I can never give up sisig.
I do not eat the Kapampangan dish as often as I used to. Back in college, lunch was often sisig at the original Dencio's Grill in Katipunan where the sizzling bits of pork face was nice and crunchy, doused in Knorr seasoning, Mama Sita hot sauce and calamansi. Sometimes, after going to the gym in Ultra with my boyfriend at the time, we would ignore the cramped space and questionable hygene to have the famous, artery-clogging sisig at Aycee's.
Recently, Cookie Goddess had a craving of her own and invited me and a few friends to try out the sisig at Kebur which her friend highly recommends. Said friend is actually vegetarian, but he told her that when he feels like "cheating", he gets his fix by feasting on the pork dish. If its good enough to turn a vegetarian momentarily carnivorous, it must be pretty special. T-Boy, Sexcretary and I meet up at Cookie Goddess' house in Greenhills which is a few minutes away from Kebur. We decided to carpool since it was raining and some of us were not familiar with the area. When we found the street, we drove really slow, trying to find the signage of the restaurant. With our combined effort, we were able to spot it without passing it.

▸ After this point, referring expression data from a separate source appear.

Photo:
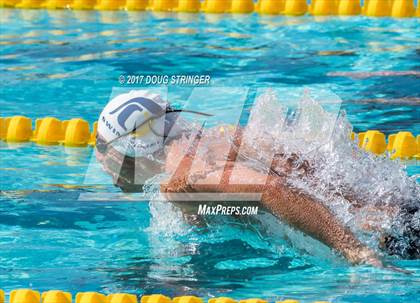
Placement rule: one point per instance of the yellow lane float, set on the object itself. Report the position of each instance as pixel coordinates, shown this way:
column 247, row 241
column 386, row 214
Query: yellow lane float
column 113, row 4
column 77, row 133
column 56, row 296
column 24, row 296
column 90, row 297
column 323, row 7
column 295, row 7
column 84, row 4
column 349, row 8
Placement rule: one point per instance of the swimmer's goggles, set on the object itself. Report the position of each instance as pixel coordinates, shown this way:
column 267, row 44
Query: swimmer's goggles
column 102, row 145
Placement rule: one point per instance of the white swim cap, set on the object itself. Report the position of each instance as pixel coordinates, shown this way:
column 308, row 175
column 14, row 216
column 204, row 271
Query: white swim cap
column 127, row 112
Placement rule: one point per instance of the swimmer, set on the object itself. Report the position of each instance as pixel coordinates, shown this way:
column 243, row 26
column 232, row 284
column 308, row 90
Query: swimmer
column 140, row 135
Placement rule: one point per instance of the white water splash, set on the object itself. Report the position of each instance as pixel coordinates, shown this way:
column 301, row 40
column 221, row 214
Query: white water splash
column 360, row 188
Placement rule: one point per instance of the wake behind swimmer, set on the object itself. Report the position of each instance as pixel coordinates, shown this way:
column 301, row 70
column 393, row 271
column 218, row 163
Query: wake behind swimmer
column 296, row 193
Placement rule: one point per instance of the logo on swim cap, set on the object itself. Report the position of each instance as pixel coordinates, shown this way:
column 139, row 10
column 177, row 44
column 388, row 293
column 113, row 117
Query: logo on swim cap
column 126, row 112
column 137, row 104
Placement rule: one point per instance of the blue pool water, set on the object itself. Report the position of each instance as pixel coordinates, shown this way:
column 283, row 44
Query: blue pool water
column 66, row 64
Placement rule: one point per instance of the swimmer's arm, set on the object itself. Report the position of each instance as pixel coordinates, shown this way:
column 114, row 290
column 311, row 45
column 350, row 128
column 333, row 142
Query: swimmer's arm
column 298, row 210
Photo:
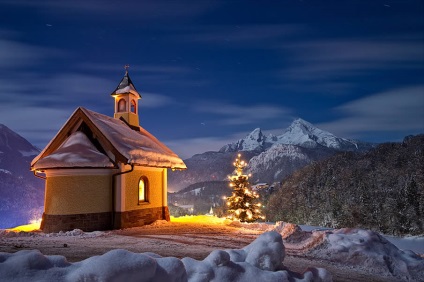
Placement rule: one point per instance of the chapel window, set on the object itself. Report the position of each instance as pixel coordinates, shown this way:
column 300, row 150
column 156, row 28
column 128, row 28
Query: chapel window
column 122, row 107
column 142, row 190
column 133, row 107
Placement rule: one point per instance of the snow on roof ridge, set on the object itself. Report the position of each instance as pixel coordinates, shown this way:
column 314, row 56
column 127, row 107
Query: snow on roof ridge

Kebur turned out to be a small carinderia, complete with Monoblock chairs and folding formica-topped tables. Lighting was quite dim with the soft glow of a TV visible from the outside. The crowd was mostly people from the neighborhood and a few working stiffs (both blue and white collared) who come to unwind for a meal and a few beers. When we arrived, the place was full, and we stood around for a minute looking around uncomfortably until we spotted a small table outside. Two gentlemen in their office attires graciously offered the chairs they did not need, and curiously chatted us up. They gave us valuable information on what to order and additional trivia regarding the place (apparently, a professional basketball team are regulars there).
As we sipped our beers, the sisig finally arrived. It was heaped generously on a sizzling plate, topped by a runny egg. No seasonings or hot sauce was given, so we just mixed the egg into the hot, hissing pork. We soon discovered that no additional seasonings were needed. The crispy little cubes were bursting with flavor, and if you must, only a dash of hot sauce should be added. It was perfect with the steamed rice and then washed down with the ice-cold beer. If you like your sisig crispy, this would be the ultimate.
Another dish that we were told to try was the Pita Pie- a pita bread topped with ground meat, onions, tomatoes, garlic sauce and cheese. Although not as crispy as I would have wanted it, it was still a pretty good dish. I mean, for a small carienderia in Quezon City, its quite an innovative effort.
Being a fan of keema (a middle-eastern dish of sauteed and seasoned ground beef), I thought we should also try Kebur's version. Their's came with a serving of pita slices and a side dish of the creamy garlic sauce. We thought it was just alright, something that would also work as a taco filling. Compared to the ones I have tried in other persian joints, this one just does not cut it.
After we were done with our meal and our beers, we quickly got up when we noticed a group of men looking for a spot for their drinking session. We wanted to have a few more drinks, but we were thinking of moving to more, shall we say, "comfortable" surroundings.
I would definitely go back to Kebur for the sisig and would recommend it to those who love the dish and would not mind a less elegant setting. Next time I would go earlier so I could get a nicer table inside.
Project 4, Quezon City
(If going north-bound on EDSA, make a right on B. Serrano Ave. Go past the stoplight in front of the Fort Aguinaldo gate until you reach 20th Ave. Turn left and go all the way down around 50 meters. Kebur is on the right side, beside a karaoke bar called Tsikas.)